Flower tea, also known as scented tea, is created by infusing tea leaves with the fragrance of flowers. The most common varieties of flower tea include Jasmine Tea (茉莉花茶), Osmanthus Tea (桂花茶), Magnolia Tea (玉兰花茶), and Rose Tea (玫瑰花茶).

Types of Flower Tea:

  • Scented Flower Tea: Made by scenting tea leaves with fresh flowers. Examples include Jasmine Tea (茉莉花茶) and Osmanthus Tea (桂花茶).

  • Artistic Flower Tea: Handcrafted teas shaped into beautiful flowers that bloom when brewed. These are often used for decorative purposes, and the visual effect is stunning.

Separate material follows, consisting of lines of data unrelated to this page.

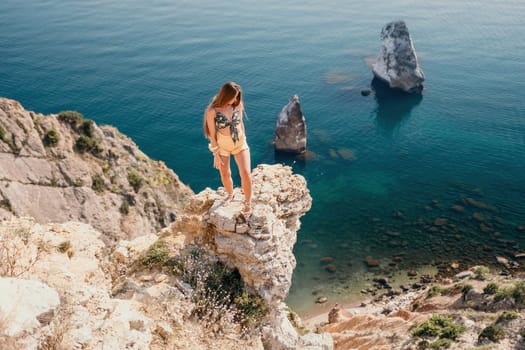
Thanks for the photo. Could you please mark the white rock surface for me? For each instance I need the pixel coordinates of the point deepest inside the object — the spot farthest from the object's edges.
(21, 304)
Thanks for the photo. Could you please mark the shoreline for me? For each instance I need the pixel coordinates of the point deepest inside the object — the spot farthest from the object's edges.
(317, 314)
(365, 289)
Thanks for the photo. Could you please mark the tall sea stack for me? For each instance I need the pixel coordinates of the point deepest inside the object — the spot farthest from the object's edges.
(290, 128)
(397, 63)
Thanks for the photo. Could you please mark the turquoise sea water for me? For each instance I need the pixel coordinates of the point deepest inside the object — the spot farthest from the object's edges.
(386, 166)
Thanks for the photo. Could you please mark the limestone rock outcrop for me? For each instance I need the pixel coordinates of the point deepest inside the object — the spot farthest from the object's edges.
(57, 169)
(93, 285)
(290, 128)
(397, 63)
(260, 247)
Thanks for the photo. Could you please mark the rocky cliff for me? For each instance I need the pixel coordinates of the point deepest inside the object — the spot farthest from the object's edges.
(169, 270)
(63, 167)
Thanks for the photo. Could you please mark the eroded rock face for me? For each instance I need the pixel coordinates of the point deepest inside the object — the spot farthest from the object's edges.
(79, 311)
(397, 63)
(118, 189)
(290, 128)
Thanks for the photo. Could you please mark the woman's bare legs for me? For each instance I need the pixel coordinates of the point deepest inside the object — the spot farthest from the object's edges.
(244, 164)
(226, 176)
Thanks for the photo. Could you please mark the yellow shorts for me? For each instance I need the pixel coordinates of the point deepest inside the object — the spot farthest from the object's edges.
(227, 146)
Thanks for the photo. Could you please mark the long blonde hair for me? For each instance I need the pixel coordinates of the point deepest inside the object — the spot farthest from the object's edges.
(228, 91)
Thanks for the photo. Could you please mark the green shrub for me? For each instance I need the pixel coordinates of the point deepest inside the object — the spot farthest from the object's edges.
(507, 316)
(423, 344)
(124, 208)
(441, 344)
(492, 332)
(219, 294)
(72, 118)
(465, 289)
(98, 184)
(51, 138)
(88, 128)
(85, 144)
(522, 334)
(481, 273)
(3, 132)
(21, 126)
(491, 288)
(6, 204)
(435, 290)
(439, 326)
(252, 309)
(516, 292)
(156, 255)
(135, 180)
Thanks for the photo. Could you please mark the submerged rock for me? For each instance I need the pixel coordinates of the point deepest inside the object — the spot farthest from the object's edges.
(397, 63)
(290, 128)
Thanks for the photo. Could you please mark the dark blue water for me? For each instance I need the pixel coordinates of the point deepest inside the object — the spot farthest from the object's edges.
(386, 166)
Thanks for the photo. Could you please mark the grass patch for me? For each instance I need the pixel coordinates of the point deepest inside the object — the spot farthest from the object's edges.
(51, 138)
(438, 290)
(507, 316)
(124, 208)
(465, 289)
(135, 181)
(156, 255)
(491, 288)
(219, 294)
(98, 184)
(481, 273)
(515, 292)
(441, 344)
(492, 332)
(439, 326)
(73, 118)
(6, 204)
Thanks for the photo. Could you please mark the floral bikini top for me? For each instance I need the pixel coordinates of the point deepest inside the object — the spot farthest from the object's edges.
(221, 122)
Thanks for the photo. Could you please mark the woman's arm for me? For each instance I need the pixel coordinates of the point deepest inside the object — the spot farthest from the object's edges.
(210, 124)
(241, 108)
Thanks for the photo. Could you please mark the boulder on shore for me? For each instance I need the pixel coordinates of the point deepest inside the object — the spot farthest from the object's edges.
(290, 128)
(397, 64)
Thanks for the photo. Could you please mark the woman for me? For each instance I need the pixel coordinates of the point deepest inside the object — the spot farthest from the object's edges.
(224, 127)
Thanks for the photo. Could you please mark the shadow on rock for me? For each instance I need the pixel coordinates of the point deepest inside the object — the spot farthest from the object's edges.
(393, 105)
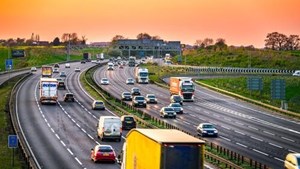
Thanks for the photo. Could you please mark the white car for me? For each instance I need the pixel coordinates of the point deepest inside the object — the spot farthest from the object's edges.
(67, 65)
(104, 81)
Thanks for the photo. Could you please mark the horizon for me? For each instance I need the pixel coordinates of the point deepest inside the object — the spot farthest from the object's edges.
(240, 23)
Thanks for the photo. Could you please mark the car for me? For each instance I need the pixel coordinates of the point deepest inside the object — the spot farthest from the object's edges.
(62, 74)
(128, 122)
(69, 97)
(135, 91)
(129, 81)
(177, 107)
(126, 96)
(67, 65)
(77, 69)
(207, 129)
(292, 161)
(139, 101)
(167, 112)
(103, 153)
(176, 99)
(296, 73)
(104, 81)
(55, 70)
(56, 65)
(98, 104)
(61, 83)
(33, 69)
(150, 98)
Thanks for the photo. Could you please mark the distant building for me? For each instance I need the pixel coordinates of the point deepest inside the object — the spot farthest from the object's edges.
(99, 44)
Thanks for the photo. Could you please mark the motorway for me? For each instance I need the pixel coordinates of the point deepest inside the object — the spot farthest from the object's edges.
(62, 135)
(244, 128)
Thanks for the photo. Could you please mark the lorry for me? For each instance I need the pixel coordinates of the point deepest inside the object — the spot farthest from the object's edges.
(131, 61)
(141, 75)
(87, 57)
(47, 71)
(161, 149)
(48, 90)
(182, 86)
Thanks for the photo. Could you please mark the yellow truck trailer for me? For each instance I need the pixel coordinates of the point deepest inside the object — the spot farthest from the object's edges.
(161, 149)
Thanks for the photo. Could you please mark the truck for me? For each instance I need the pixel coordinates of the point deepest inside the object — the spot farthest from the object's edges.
(47, 71)
(48, 90)
(131, 61)
(141, 75)
(161, 149)
(87, 57)
(182, 86)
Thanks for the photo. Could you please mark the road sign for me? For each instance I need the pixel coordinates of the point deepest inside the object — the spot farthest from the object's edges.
(278, 89)
(255, 83)
(12, 141)
(8, 64)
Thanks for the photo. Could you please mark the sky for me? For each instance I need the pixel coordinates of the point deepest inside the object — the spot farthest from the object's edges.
(239, 22)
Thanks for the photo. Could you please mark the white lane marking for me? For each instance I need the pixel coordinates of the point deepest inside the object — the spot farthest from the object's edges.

Flower teas are known for their soothing, aromatic qualities and make for a relaxing and enjoyable tea experience.

Diplomacy and Tea

A long time ago, China began sharing its tea cultivation knowledge and tea tree seeds with people around the world. Today, tea has become the most widely consumed beverage in the world, loved by people everywhere.

Heritage and Tea

On May 21, 2022, the third International Tea Day (国际茶日) was celebrated globally. This day marked the launch of the Chinese Tea Craftsmanship Inheritance and Promotion Project, which was introduced to support the 46th WorldSkills Competition held in Shanghai. The project aims to better preserve the traditional tea-making techniques, which have been listed as a national intangible cultural heritage of China, and to promote the inheritance of traditional Chinese tea brewing methods. Through the WorldSkills Competition, this rich cultural heritage was showcased to an international audience.